ECLI:NL:RVS:2024:1533
Raad van State
- Hoger beroep
- Rechtspraak.nl
Hoger beroep tegen afwijzing verblijfsvergunning regulier voor bepaalde tijd
In deze zaak gaat het om een hoger beroep van een vreemdeling tegen de uitspraak van de rechtbank Den Haag, zittingsplaats Rotterdam, die op 18 januari 2023 een eerder beroep ongegrond verklaarde. De vreemdeling had een aanvraag ingediend voor een verblijfsvergunning regulier voor bepaalde tijd, welke op 21 juni 2021 door de staatssecretaris van Justitie en Veiligheid werd afgewezen. Hiertegen maakte de vreemdeling bezwaar, maar dit bezwaar werd op 9 november 2021 door de staatssecretaris ongegrond verklaard. De rechtbank bevestigde deze beslissing, waarop de vreemdeling hoger beroep instelde, vertegenwoordigd door mr. S. Karkache, advocaat te Rotterdam.

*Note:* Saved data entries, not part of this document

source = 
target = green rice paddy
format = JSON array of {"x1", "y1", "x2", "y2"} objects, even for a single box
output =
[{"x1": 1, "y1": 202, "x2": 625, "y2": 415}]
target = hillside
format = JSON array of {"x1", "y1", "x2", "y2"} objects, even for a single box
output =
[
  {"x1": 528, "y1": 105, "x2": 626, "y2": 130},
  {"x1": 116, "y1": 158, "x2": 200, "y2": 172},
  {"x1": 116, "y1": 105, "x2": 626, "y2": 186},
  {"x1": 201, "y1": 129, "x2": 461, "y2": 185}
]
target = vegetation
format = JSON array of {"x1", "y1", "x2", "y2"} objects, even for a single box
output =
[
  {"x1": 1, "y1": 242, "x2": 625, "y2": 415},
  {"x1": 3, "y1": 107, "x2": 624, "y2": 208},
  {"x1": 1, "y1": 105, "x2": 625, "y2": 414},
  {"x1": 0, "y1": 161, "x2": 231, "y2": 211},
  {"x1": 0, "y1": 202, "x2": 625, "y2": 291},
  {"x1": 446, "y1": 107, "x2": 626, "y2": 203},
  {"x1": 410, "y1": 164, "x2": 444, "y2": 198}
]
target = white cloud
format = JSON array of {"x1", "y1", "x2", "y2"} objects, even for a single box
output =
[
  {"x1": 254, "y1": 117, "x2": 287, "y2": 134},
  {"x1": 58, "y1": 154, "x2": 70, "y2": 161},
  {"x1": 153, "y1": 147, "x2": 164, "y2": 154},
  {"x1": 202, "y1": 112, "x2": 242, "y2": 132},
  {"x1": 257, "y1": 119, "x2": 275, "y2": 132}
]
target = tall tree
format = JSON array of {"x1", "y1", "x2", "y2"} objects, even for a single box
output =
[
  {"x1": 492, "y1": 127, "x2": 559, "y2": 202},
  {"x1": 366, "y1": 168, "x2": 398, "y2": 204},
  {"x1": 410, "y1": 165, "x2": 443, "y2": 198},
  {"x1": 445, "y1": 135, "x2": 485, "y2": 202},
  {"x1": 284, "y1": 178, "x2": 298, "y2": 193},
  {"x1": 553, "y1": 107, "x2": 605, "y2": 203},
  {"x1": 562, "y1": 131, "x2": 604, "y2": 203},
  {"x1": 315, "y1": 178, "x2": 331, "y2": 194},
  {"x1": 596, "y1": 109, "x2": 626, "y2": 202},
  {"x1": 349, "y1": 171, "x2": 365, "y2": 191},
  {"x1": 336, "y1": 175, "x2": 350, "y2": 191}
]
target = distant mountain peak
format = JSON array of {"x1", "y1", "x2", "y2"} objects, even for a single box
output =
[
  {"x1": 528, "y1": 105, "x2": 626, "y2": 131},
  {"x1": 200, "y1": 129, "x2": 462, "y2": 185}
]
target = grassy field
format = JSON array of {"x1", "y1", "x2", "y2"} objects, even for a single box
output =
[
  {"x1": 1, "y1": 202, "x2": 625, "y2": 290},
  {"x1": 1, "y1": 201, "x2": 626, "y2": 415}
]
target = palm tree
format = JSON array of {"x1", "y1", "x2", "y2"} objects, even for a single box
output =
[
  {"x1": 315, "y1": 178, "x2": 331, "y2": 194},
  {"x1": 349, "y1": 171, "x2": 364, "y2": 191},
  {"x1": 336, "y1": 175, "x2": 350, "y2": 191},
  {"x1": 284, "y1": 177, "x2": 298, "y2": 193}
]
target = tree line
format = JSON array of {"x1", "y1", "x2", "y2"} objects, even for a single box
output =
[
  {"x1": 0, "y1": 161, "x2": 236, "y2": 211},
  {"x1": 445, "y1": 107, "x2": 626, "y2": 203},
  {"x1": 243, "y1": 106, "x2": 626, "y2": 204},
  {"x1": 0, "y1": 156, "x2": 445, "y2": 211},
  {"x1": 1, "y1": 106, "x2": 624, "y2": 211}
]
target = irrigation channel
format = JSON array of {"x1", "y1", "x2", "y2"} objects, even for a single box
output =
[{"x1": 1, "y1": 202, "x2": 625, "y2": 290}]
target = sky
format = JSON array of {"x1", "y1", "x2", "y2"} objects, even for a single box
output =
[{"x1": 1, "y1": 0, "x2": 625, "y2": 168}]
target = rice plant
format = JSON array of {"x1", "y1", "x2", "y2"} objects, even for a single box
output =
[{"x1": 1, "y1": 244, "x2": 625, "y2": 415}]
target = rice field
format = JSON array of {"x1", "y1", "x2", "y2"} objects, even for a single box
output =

De Afdeling bestuursrechtspraak van de Raad van State heeft het hoger beroep behandeld en geconcludeerd dat de rechtbank terecht en op goede gronden tot haar oordeel is gekomen. De Afdeling heeft de motivering van de rechtbank overgenomen en vastgesteld dat het hogerberoepschrift geen vragen bevat die in het belang van de rechtseenheid, de rechtsontwikkeling of de rechtsbescherming in algemene zin beantwoord moeten worden. Daarom is het hoger beroep ongegrond verklaard en wordt de uitspraak van de rechtbank bevestigd. De staatssecretaris hoeft geen proceskosten te vergoeden.
De uitspraak is gedaan op 12 april 2024 door mr. C.J. Borman, lid van de enkelvoudige kamer, in tegenwoordigheid van mr. I.W.M.J. Bossmann, griffier. De beslissing is openbaar uitgesproken op dezelfde datum.